LJF 2017: Pat Metheny

Pat Metheny's quartet provides Francis Graham-Dixon with a special evening in the form of a two and a half hour set at the Barbican Centre

I reviewed the great guitarist with his Unity Band three years ago in JJ, and felt certain that that particular line-up of musicians would go down in the Metheny annals as one of his most adventurous. True to his past, Metheny has retained the musical curiosity and integrity to keep reinventing himself and his music, and last night’s performance with his new quartet at the Barbican carried on in this vein, and often scaled even greater heights.

The group’s performance was particularly impressive, as Metheny decided to revisit a lot of older tunes he hasn’t played in ages. Never one to talk a lot on stage, allowing his playing to speak instead, he added that it would "be fun to see what they do with them".

The two and a half hour packed set was a very personal and eclectic rollercoaster of 40 years of great composing going back to the seminal Bright Size Life. It felt at times that he was trying to cram in too much material and one or two pieces ended just as the audience was settling in for some extended improvisation. In truth, it just left this listener on the edge of his seat wondering what would come next. His back catalogue is that good.

One of the evening’s highlights was to witness – again – the emotional glue between Metheny and his collaborator for the past 15 years, master drummer and percussionist Antonio Sanchez. The Mexican maestro’s performance was simply one of the finest, most joy-filled complete displays of the art that I have witnessed. Sanchez’s originality lies in a lightness of touch and understatement married to an energy and dynamism that is matched by few others plying his trade. Nana Vasconcelos could have been on stage with him in spirit – it was like listening to two percussionists simultaneously.

Sanchez's signature style of playing melodically provided the springboard for the prodigious talents of Malaysian-born and Perth-raised Linda Oh, now filling the double bass chair and switching to electric bass on two tunes. Hers was a performance of poise and dexterity.

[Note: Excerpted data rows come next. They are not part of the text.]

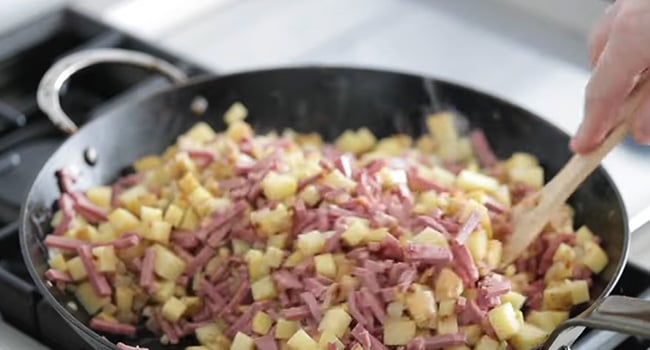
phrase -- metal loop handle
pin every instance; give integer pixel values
(49, 89)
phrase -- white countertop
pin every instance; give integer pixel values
(532, 53)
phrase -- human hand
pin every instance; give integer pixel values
(620, 52)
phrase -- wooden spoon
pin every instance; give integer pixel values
(532, 214)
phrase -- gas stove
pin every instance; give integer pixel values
(27, 138)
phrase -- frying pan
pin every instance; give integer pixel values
(326, 100)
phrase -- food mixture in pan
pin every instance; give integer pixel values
(282, 241)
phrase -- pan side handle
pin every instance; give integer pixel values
(614, 313)
(49, 89)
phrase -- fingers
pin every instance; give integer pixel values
(641, 119)
(612, 79)
(600, 34)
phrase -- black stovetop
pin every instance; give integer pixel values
(27, 138)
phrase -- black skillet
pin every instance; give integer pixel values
(327, 100)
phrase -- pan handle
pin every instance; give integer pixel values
(49, 89)
(614, 313)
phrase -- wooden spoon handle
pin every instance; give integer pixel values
(529, 221)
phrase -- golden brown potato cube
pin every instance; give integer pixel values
(173, 309)
(398, 331)
(336, 320)
(504, 321)
(302, 341)
(285, 329)
(77, 269)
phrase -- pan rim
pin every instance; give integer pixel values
(80, 327)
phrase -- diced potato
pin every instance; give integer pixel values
(335, 179)
(106, 258)
(532, 176)
(149, 214)
(174, 215)
(335, 320)
(173, 309)
(528, 337)
(167, 264)
(357, 142)
(132, 198)
(269, 222)
(395, 309)
(92, 302)
(447, 307)
(274, 256)
(212, 337)
(278, 241)
(257, 264)
(448, 285)
(261, 323)
(430, 236)
(494, 253)
(473, 333)
(421, 305)
(157, 231)
(447, 324)
(516, 299)
(302, 341)
(310, 195)
(279, 186)
(594, 257)
(477, 243)
(285, 329)
(547, 320)
(123, 221)
(310, 243)
(57, 262)
(240, 247)
(77, 269)
(164, 291)
(469, 180)
(328, 337)
(263, 289)
(356, 232)
(242, 342)
(504, 321)
(487, 343)
(236, 112)
(190, 220)
(325, 265)
(100, 196)
(294, 259)
(398, 331)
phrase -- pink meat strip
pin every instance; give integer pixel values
(482, 148)
(123, 346)
(58, 276)
(146, 274)
(112, 327)
(312, 304)
(428, 254)
(66, 204)
(469, 226)
(367, 340)
(98, 280)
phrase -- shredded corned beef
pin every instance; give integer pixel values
(226, 266)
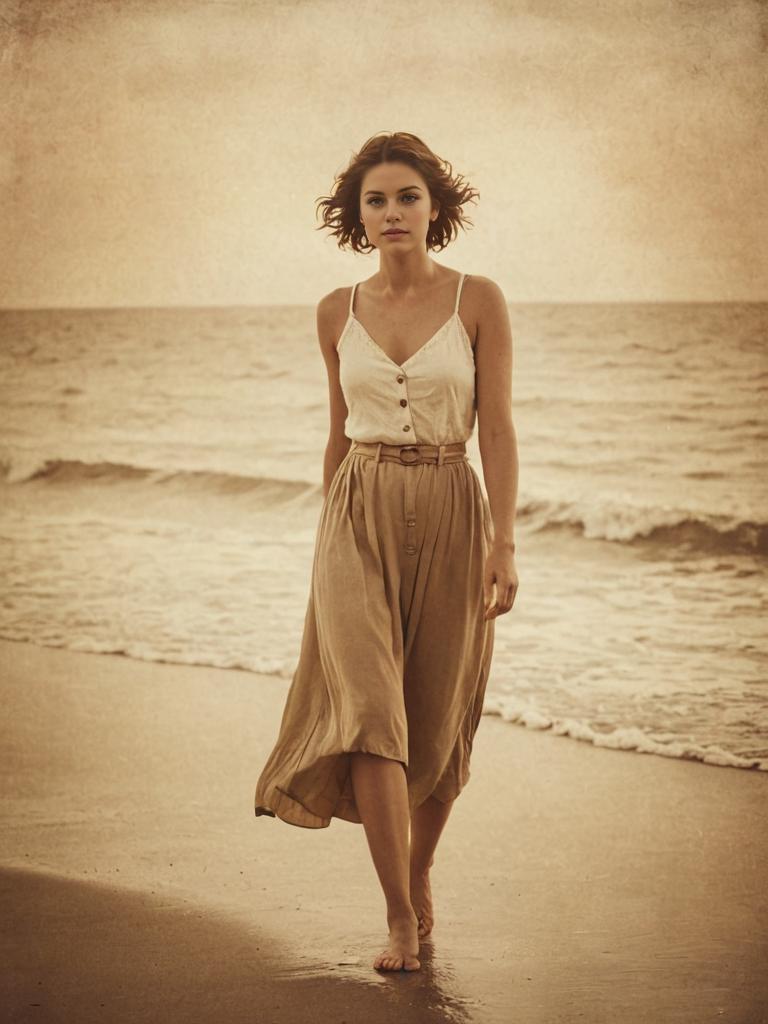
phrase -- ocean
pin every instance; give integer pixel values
(161, 482)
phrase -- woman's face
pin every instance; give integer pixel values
(394, 196)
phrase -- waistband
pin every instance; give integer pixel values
(412, 455)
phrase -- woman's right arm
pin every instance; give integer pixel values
(331, 315)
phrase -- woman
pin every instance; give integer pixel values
(398, 634)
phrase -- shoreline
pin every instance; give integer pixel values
(627, 738)
(571, 880)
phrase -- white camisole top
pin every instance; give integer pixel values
(428, 399)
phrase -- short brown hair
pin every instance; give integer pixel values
(341, 210)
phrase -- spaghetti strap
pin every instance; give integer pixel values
(458, 293)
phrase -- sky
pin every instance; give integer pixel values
(172, 152)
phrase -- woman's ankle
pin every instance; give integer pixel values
(399, 910)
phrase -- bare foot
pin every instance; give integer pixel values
(421, 900)
(403, 945)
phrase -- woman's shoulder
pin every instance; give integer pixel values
(482, 286)
(332, 313)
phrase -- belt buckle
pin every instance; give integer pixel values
(410, 448)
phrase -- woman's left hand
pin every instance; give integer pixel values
(500, 569)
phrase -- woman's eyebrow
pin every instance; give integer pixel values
(376, 192)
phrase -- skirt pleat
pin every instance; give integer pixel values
(395, 651)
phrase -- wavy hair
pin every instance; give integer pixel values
(341, 210)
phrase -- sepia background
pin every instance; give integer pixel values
(164, 420)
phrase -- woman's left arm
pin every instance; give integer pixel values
(498, 443)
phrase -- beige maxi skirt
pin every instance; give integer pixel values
(395, 651)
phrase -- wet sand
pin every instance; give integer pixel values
(572, 883)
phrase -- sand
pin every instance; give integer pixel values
(571, 883)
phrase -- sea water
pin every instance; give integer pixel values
(161, 483)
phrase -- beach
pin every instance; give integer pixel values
(572, 883)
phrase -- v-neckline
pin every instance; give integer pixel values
(401, 366)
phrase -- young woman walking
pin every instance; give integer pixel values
(412, 563)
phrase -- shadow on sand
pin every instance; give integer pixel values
(81, 951)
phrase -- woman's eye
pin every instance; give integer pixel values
(377, 199)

Metheny has returned to working with piano. Gwilym Simcock, although strangely subdued (and insufficiently miked-up) in the early stages, gradually warmed to his task with some exhilarating solos on Better Days Ahead, then Phase Dance, and climaxing with Travels, sounding as fresh as, but rhythmically very different from Lyle Mays’s live tour de force 35 years ago. One more contemplative solo had the feel of a piano recital infused with the spirits of Debussy and Ravel, with shading from the brushstrokes of Sanchez.

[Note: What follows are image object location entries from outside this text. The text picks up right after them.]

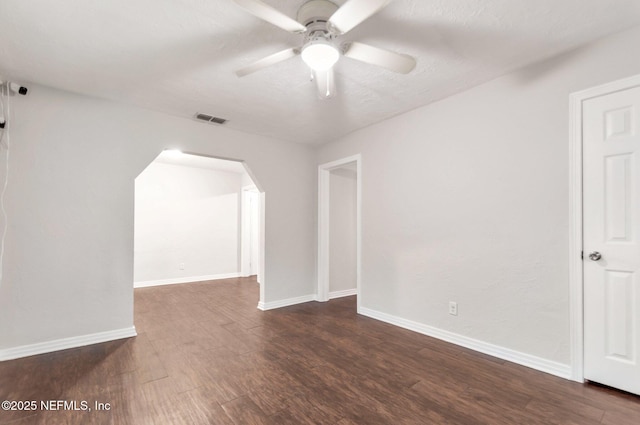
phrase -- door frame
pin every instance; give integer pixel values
(324, 174)
(576, 264)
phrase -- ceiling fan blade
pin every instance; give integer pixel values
(392, 61)
(271, 15)
(326, 83)
(268, 61)
(354, 12)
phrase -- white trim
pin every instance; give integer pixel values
(65, 343)
(533, 362)
(576, 294)
(188, 279)
(344, 293)
(323, 225)
(285, 303)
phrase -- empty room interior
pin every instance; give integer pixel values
(320, 212)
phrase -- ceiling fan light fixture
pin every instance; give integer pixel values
(320, 55)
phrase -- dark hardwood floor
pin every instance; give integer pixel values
(205, 355)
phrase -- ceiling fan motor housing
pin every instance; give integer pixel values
(314, 14)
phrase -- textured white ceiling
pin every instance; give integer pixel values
(178, 56)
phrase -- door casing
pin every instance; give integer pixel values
(576, 273)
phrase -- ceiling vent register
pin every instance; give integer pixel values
(210, 118)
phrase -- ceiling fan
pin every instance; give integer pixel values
(322, 22)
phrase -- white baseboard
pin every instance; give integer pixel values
(344, 293)
(188, 279)
(554, 368)
(284, 303)
(65, 343)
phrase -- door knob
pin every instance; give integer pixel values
(595, 256)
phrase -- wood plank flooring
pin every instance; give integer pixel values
(205, 355)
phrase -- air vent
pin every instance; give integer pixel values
(210, 118)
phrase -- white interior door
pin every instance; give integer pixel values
(611, 147)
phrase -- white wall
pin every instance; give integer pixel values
(467, 200)
(68, 268)
(342, 230)
(189, 217)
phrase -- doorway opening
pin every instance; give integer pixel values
(190, 219)
(339, 229)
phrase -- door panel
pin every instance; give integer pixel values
(611, 147)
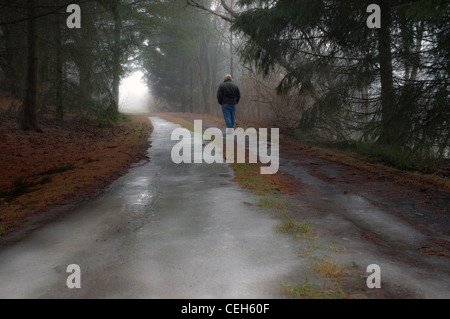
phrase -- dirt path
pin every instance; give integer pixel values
(364, 215)
(188, 231)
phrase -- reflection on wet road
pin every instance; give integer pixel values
(161, 231)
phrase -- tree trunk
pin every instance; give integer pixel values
(29, 117)
(59, 116)
(117, 56)
(388, 129)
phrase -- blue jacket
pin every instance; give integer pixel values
(228, 93)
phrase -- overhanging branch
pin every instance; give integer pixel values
(197, 5)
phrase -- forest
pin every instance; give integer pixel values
(312, 68)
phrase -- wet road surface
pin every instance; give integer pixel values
(161, 231)
(188, 231)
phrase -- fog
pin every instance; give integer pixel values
(135, 96)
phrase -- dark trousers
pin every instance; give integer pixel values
(229, 113)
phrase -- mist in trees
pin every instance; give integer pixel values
(384, 90)
(46, 64)
(311, 67)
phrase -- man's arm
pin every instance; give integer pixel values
(238, 95)
(220, 95)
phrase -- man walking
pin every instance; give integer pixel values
(229, 96)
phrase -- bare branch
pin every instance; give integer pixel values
(195, 4)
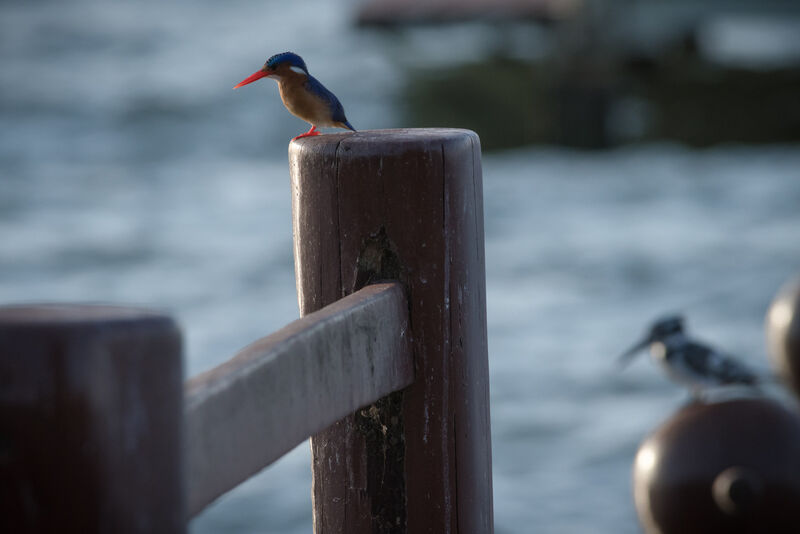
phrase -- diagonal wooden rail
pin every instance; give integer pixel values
(248, 412)
(98, 432)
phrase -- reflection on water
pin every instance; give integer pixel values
(130, 172)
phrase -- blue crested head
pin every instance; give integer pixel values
(286, 58)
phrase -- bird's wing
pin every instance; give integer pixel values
(320, 91)
(709, 362)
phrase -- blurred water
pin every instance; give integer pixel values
(131, 173)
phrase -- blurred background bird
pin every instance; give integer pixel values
(302, 94)
(689, 362)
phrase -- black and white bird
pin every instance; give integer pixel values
(688, 362)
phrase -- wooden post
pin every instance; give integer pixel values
(90, 421)
(402, 205)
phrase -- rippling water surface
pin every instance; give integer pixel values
(131, 173)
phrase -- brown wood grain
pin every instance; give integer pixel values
(248, 412)
(90, 421)
(403, 205)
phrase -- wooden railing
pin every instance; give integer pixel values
(386, 370)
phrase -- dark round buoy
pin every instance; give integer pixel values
(729, 467)
(783, 334)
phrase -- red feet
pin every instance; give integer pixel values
(313, 131)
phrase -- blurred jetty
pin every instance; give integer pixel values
(599, 74)
(397, 12)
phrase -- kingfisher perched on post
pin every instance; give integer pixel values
(688, 361)
(302, 94)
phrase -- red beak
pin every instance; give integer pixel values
(253, 77)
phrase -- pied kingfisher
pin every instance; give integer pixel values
(688, 362)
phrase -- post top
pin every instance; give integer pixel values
(382, 138)
(74, 314)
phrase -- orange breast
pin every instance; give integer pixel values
(302, 103)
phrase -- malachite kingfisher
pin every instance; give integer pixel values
(302, 94)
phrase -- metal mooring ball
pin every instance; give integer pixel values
(727, 467)
(783, 334)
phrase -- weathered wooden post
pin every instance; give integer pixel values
(403, 205)
(721, 467)
(90, 421)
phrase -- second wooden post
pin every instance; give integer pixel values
(402, 205)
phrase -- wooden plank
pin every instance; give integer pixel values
(249, 411)
(90, 420)
(404, 205)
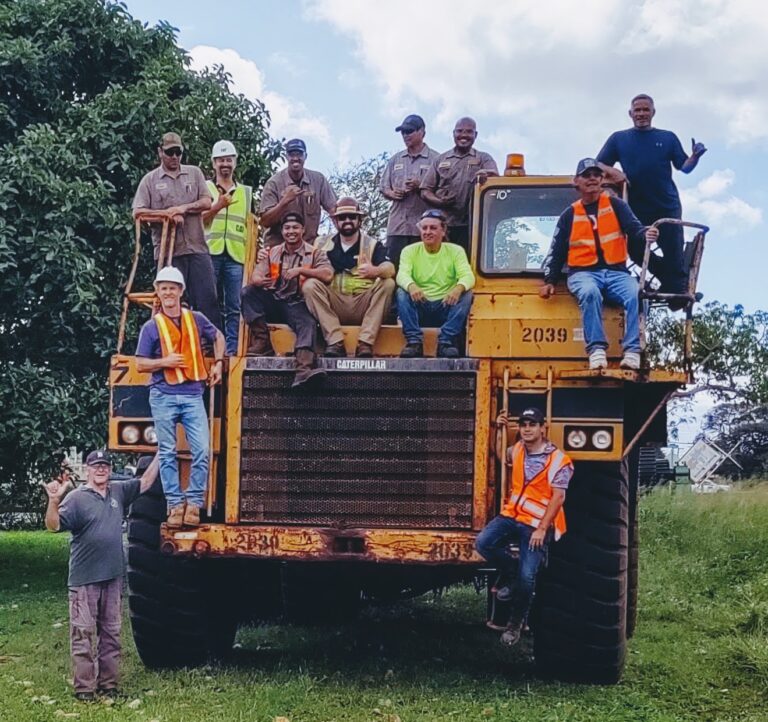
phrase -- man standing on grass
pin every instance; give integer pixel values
(94, 514)
(539, 474)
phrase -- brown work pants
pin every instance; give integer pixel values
(95, 615)
(332, 309)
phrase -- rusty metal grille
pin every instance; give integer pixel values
(368, 449)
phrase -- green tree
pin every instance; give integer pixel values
(85, 93)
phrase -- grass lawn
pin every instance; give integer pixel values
(700, 651)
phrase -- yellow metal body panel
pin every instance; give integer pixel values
(395, 546)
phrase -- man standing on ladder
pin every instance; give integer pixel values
(179, 192)
(226, 229)
(531, 517)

Metheny must have used half a dozen different customised guitars as well as his trademark guitar synth. He coaxes a dazzling variety of sounds and effects from them all in turn. The set opened with a virtuoso journey exploring the harmonic range and textures of his customised 48-string guitar with multiple fret-boards, and ended with a classical medley revisiting classics from his Latin trilogy of albums, such as Minuano from Still Life (Talking) and James from Offramp.

On balance, the most transcendent moments came with a 30-minute section devoted to guitar duets, his duo albums long regarded as a core component of his oeuvre. Oh and Simcock left the stage to Metheny and Sanchez who constructed some mesmeric interplay in the aptly-titled Q&A. Sanchez departed stage right, Metheny now joined by Oh who conjured a rendition of Change Of Heart which felt like chamber music for a new age. Simcock returned with a solo, with Metheny this time playing the bass-line support role.

Metheny modestly announced that it was "always nice to get the invitation". He certainly didn’t arrive empty-handed and no doubt an open invitation has already been extended to a man whose timeless music, humility and positive energy will continue to touch audiences wherever he goes. A special evening.